3. Take a look at liquidity
Unlike a lot of peers, Apache is sitting in a comfortable financial position right now with $5 billion of liquidity, including $1.5 billion in cash and $3.5 billion available on its credit facility. Further, the company has no debt maturities until 2018 and only $700 million coming due before 2021. That means the company doesn't have to worry about accessing the capital markets to address its financial situation anytime soon.
That's proving to be a big competitive advantage. Rival Anadarko Petroleum (APC) recently decided to issue $3 billion of new debt in order to refinance debt maturing in 2016 and 2017. In doing so, Anadarko CEO Al Walker noted that the company "removed perceived uncertainty by issuing $3.0 billion of investment-grade bonds to refinance near-term maturities." Given its liquidity and lack of near-term debt maturities, Apache doesn't have any financial uncertainties that need to be addressed.
Having said all that, investors should still keep an eye on its liquidity. In particular, check to see if that number went down last quarter due to weaker oil prices. On the other hand, the company has been active in shedding assets the past few years and did plan to sell some non-core, non-producing assets this year. If the company did sell assets, that could provide a lift to its already strong liquidity.

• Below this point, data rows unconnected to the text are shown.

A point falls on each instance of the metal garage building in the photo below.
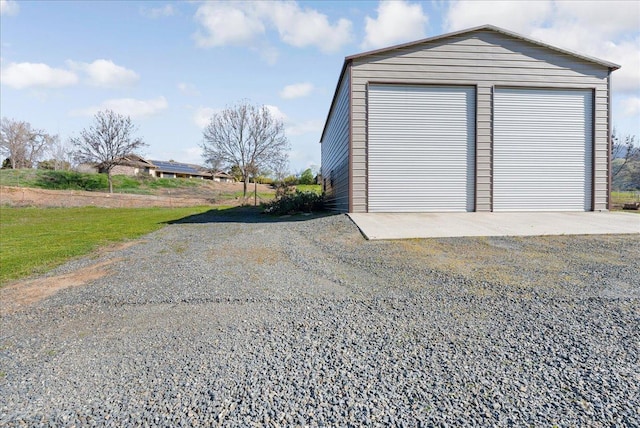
(478, 120)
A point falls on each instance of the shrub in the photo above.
(70, 180)
(306, 177)
(293, 203)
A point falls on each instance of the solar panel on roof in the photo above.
(175, 167)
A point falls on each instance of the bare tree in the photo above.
(624, 149)
(106, 142)
(61, 154)
(21, 144)
(245, 136)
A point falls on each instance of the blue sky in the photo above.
(170, 65)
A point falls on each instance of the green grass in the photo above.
(310, 188)
(35, 240)
(71, 180)
(619, 198)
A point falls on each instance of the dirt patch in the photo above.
(23, 293)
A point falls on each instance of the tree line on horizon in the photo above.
(245, 139)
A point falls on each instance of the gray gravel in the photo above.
(242, 321)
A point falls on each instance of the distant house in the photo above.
(170, 169)
(223, 177)
(131, 165)
(134, 165)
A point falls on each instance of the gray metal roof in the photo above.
(610, 65)
(604, 63)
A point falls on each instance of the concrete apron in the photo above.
(446, 225)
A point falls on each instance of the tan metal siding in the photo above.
(335, 151)
(485, 59)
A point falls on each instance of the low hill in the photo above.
(53, 188)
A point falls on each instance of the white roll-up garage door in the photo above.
(421, 148)
(542, 150)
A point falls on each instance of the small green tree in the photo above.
(306, 177)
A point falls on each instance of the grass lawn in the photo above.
(34, 240)
(310, 188)
(620, 198)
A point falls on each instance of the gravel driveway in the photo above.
(235, 320)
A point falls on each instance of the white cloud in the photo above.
(36, 75)
(276, 113)
(241, 23)
(397, 21)
(573, 25)
(9, 7)
(631, 106)
(105, 73)
(307, 127)
(308, 27)
(202, 116)
(518, 16)
(296, 90)
(128, 107)
(158, 12)
(227, 24)
(188, 89)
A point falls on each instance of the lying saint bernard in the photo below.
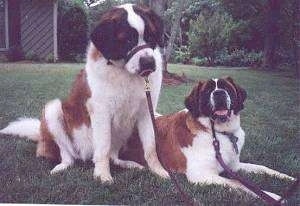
(185, 138)
(107, 100)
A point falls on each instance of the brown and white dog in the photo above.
(107, 100)
(184, 140)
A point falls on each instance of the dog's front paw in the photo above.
(273, 195)
(104, 178)
(161, 172)
(58, 168)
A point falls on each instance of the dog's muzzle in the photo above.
(147, 64)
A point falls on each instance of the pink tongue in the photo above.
(221, 112)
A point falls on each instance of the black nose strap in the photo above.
(136, 50)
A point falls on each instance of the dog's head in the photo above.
(130, 36)
(216, 98)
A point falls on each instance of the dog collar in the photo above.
(233, 139)
(136, 50)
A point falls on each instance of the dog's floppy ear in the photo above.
(192, 102)
(241, 96)
(103, 40)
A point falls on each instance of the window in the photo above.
(3, 25)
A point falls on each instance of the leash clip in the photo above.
(147, 85)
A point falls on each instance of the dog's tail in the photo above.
(24, 127)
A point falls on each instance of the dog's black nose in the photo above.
(220, 99)
(147, 64)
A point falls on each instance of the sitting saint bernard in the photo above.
(107, 100)
(185, 138)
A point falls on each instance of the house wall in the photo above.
(14, 23)
(3, 26)
(37, 36)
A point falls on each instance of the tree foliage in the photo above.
(72, 32)
(210, 33)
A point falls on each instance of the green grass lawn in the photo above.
(270, 120)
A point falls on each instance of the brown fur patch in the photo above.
(46, 147)
(74, 108)
(174, 132)
(95, 54)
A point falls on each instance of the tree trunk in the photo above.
(158, 7)
(174, 29)
(272, 35)
(296, 36)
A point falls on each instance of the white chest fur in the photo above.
(119, 97)
(201, 160)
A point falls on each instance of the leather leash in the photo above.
(250, 185)
(184, 196)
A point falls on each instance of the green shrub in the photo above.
(199, 61)
(72, 32)
(49, 58)
(210, 33)
(15, 53)
(239, 57)
(3, 58)
(181, 55)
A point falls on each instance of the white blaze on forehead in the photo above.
(133, 19)
(216, 81)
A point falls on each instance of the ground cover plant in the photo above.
(270, 120)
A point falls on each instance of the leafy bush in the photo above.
(210, 33)
(181, 55)
(72, 32)
(239, 58)
(32, 56)
(200, 61)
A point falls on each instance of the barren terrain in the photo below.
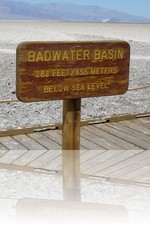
(12, 33)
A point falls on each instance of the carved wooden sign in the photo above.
(67, 70)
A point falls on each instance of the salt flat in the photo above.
(21, 114)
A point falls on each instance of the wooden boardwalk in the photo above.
(118, 151)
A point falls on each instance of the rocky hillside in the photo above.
(15, 9)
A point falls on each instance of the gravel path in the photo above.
(19, 185)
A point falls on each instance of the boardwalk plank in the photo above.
(45, 141)
(134, 143)
(28, 142)
(45, 158)
(97, 140)
(115, 142)
(123, 134)
(2, 147)
(139, 127)
(54, 135)
(11, 144)
(123, 126)
(28, 157)
(55, 164)
(2, 152)
(11, 156)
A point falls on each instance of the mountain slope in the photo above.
(63, 12)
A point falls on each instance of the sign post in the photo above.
(70, 71)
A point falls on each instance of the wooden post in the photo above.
(71, 124)
(71, 175)
(70, 149)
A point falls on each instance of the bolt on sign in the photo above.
(68, 70)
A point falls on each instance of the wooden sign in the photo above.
(68, 70)
(40, 211)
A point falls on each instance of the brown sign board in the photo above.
(42, 211)
(68, 70)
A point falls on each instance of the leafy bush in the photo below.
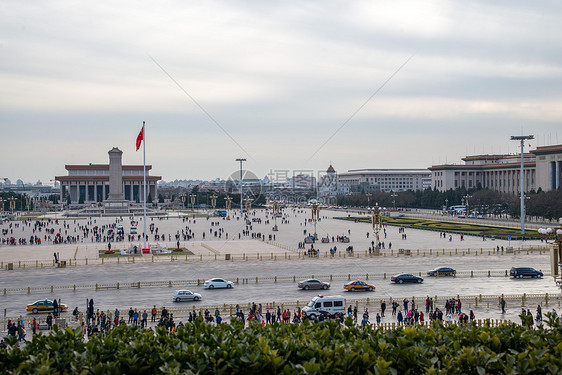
(324, 348)
(452, 227)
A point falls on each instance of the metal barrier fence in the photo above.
(468, 302)
(244, 280)
(291, 254)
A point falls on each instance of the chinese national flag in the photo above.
(140, 137)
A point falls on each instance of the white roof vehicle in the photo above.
(324, 305)
(186, 295)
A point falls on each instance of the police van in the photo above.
(324, 305)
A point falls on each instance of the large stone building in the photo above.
(502, 172)
(90, 183)
(387, 180)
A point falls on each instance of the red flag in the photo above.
(140, 137)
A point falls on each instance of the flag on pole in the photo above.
(140, 137)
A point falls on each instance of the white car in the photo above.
(218, 283)
(186, 295)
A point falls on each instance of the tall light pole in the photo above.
(522, 138)
(466, 198)
(553, 236)
(275, 213)
(394, 195)
(241, 160)
(315, 211)
(193, 197)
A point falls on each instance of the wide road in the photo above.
(264, 292)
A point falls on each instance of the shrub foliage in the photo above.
(325, 348)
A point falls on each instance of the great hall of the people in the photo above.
(90, 183)
(542, 169)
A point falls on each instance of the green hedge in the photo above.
(452, 227)
(324, 348)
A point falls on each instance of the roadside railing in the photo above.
(238, 281)
(477, 302)
(290, 254)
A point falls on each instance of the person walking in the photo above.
(153, 313)
(144, 321)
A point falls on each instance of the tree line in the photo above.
(480, 201)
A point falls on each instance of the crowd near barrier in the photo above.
(290, 254)
(238, 281)
(468, 302)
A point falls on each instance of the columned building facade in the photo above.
(549, 166)
(541, 168)
(386, 180)
(90, 183)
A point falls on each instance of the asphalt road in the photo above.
(268, 291)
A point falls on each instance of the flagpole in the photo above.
(144, 178)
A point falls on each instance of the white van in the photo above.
(328, 304)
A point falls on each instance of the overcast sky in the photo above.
(272, 81)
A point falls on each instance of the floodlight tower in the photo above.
(522, 138)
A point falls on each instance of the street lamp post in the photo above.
(394, 195)
(275, 213)
(553, 236)
(241, 160)
(193, 197)
(466, 198)
(522, 138)
(248, 204)
(376, 222)
(12, 204)
(315, 210)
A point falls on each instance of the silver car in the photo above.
(313, 284)
(186, 295)
(218, 283)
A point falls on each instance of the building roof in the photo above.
(547, 150)
(495, 156)
(105, 178)
(102, 166)
(527, 164)
(386, 171)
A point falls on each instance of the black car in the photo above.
(521, 272)
(406, 278)
(442, 271)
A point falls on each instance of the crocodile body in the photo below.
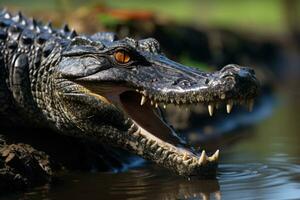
(109, 90)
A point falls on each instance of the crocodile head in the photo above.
(112, 90)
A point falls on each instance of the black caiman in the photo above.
(110, 90)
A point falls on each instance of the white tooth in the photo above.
(250, 105)
(143, 100)
(218, 195)
(229, 106)
(202, 159)
(215, 157)
(223, 96)
(211, 109)
(184, 156)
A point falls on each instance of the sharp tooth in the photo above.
(223, 96)
(250, 105)
(215, 157)
(184, 156)
(229, 106)
(211, 109)
(202, 159)
(143, 100)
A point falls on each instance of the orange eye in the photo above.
(122, 57)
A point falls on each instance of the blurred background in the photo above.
(260, 150)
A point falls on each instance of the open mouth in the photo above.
(154, 139)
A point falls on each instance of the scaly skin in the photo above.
(110, 89)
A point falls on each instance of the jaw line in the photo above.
(149, 146)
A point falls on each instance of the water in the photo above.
(263, 165)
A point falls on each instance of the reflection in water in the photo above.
(264, 166)
(136, 184)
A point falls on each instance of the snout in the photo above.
(243, 79)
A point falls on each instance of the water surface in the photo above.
(263, 165)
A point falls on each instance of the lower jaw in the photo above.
(178, 160)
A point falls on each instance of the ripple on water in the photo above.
(276, 172)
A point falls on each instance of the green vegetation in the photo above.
(248, 15)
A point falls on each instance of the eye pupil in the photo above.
(122, 57)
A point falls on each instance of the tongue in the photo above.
(146, 117)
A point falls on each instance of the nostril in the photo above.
(246, 72)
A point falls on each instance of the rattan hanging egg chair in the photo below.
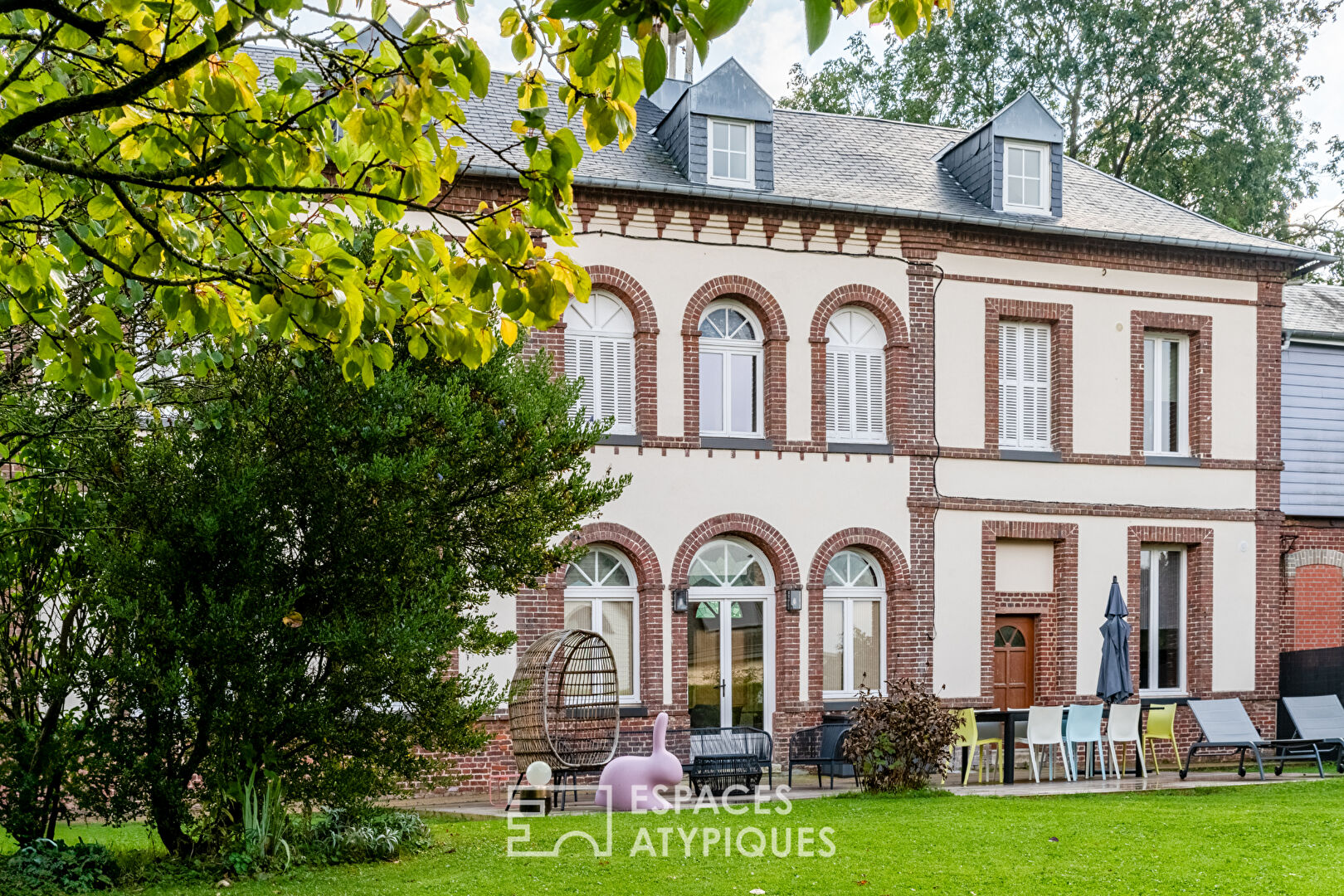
(566, 703)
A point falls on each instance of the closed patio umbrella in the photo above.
(1113, 684)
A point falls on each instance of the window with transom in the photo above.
(600, 355)
(600, 596)
(856, 377)
(852, 627)
(732, 362)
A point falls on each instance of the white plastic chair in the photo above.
(1122, 728)
(1045, 728)
(1083, 730)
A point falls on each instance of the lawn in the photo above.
(1278, 839)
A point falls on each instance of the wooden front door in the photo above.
(1015, 650)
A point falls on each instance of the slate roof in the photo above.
(867, 165)
(1313, 308)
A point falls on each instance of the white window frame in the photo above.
(750, 153)
(1152, 383)
(1014, 438)
(1153, 609)
(1046, 178)
(760, 592)
(726, 348)
(597, 596)
(601, 342)
(875, 358)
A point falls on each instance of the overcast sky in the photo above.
(771, 38)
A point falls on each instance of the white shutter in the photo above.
(624, 377)
(1025, 386)
(580, 363)
(877, 397)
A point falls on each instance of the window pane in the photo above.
(711, 392)
(578, 614)
(1171, 394)
(743, 392)
(1146, 611)
(721, 163)
(1031, 192)
(1031, 163)
(739, 137)
(1149, 394)
(1168, 618)
(619, 631)
(867, 644)
(832, 640)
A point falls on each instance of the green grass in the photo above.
(1235, 840)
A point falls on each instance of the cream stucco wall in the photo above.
(1101, 347)
(1103, 553)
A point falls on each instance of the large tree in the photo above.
(1191, 100)
(141, 141)
(283, 577)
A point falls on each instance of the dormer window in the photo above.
(1025, 179)
(732, 153)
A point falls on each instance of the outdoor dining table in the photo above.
(1010, 719)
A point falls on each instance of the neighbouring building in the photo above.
(1313, 468)
(899, 401)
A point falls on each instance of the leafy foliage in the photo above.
(284, 581)
(351, 835)
(899, 739)
(144, 143)
(52, 865)
(1191, 100)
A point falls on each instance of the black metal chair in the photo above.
(821, 746)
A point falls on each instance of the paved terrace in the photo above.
(474, 805)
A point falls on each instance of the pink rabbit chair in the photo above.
(633, 778)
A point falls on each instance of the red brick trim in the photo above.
(1098, 290)
(1055, 664)
(1200, 331)
(1199, 599)
(761, 303)
(626, 288)
(897, 355)
(1081, 508)
(1060, 321)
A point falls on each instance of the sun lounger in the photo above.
(1226, 724)
(1320, 719)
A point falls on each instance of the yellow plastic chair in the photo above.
(971, 738)
(1161, 726)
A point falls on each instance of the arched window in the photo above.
(856, 377)
(854, 642)
(600, 596)
(600, 349)
(732, 367)
(730, 670)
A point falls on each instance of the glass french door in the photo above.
(726, 663)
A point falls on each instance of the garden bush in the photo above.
(364, 835)
(56, 867)
(899, 739)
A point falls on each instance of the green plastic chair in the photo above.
(969, 737)
(1161, 726)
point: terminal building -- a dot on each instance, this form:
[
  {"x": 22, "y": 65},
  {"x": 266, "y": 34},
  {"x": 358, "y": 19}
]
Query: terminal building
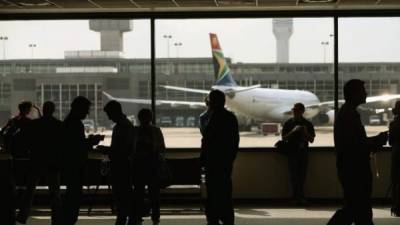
[
  {"x": 90, "y": 73},
  {"x": 60, "y": 80}
]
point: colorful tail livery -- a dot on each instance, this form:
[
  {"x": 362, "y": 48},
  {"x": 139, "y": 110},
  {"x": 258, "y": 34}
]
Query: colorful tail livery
[{"x": 223, "y": 75}]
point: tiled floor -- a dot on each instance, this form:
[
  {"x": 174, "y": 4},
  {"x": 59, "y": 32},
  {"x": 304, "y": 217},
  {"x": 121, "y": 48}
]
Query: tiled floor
[{"x": 243, "y": 215}]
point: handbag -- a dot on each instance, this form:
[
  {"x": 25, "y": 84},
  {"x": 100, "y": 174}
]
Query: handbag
[
  {"x": 164, "y": 174},
  {"x": 282, "y": 147}
]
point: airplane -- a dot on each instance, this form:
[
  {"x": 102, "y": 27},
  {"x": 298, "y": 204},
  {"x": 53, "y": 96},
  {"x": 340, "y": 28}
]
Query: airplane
[{"x": 254, "y": 102}]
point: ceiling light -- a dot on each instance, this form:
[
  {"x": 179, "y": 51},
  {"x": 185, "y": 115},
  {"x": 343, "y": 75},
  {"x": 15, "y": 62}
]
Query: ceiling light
[
  {"x": 318, "y": 1},
  {"x": 34, "y": 4}
]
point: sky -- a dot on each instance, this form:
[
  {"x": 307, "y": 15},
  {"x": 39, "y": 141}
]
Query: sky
[{"x": 243, "y": 40}]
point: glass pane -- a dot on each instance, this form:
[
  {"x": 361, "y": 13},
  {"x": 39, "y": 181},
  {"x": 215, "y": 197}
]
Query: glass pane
[
  {"x": 59, "y": 60},
  {"x": 370, "y": 51},
  {"x": 300, "y": 70}
]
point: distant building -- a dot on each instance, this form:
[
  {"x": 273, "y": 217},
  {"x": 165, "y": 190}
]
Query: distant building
[{"x": 60, "y": 80}]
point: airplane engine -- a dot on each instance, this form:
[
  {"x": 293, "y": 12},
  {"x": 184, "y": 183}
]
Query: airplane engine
[
  {"x": 194, "y": 106},
  {"x": 325, "y": 118},
  {"x": 174, "y": 105}
]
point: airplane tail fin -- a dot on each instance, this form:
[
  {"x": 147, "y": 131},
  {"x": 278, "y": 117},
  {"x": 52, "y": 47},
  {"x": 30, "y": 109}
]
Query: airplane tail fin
[{"x": 223, "y": 74}]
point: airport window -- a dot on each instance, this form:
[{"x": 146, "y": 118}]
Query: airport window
[
  {"x": 186, "y": 43},
  {"x": 93, "y": 67},
  {"x": 377, "y": 53}
]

Apache is taking a cautious approach to the downturn, which along with oil prices will have an impact on the company's first-quarter results. Given how volatile the market has been so far this year, investors should be on the lookout for any changes to its approach, paying special attention to production, capital spending, and liquidity. Any big changes to these three numbers could indicate that the company's plan isn't working out as expected.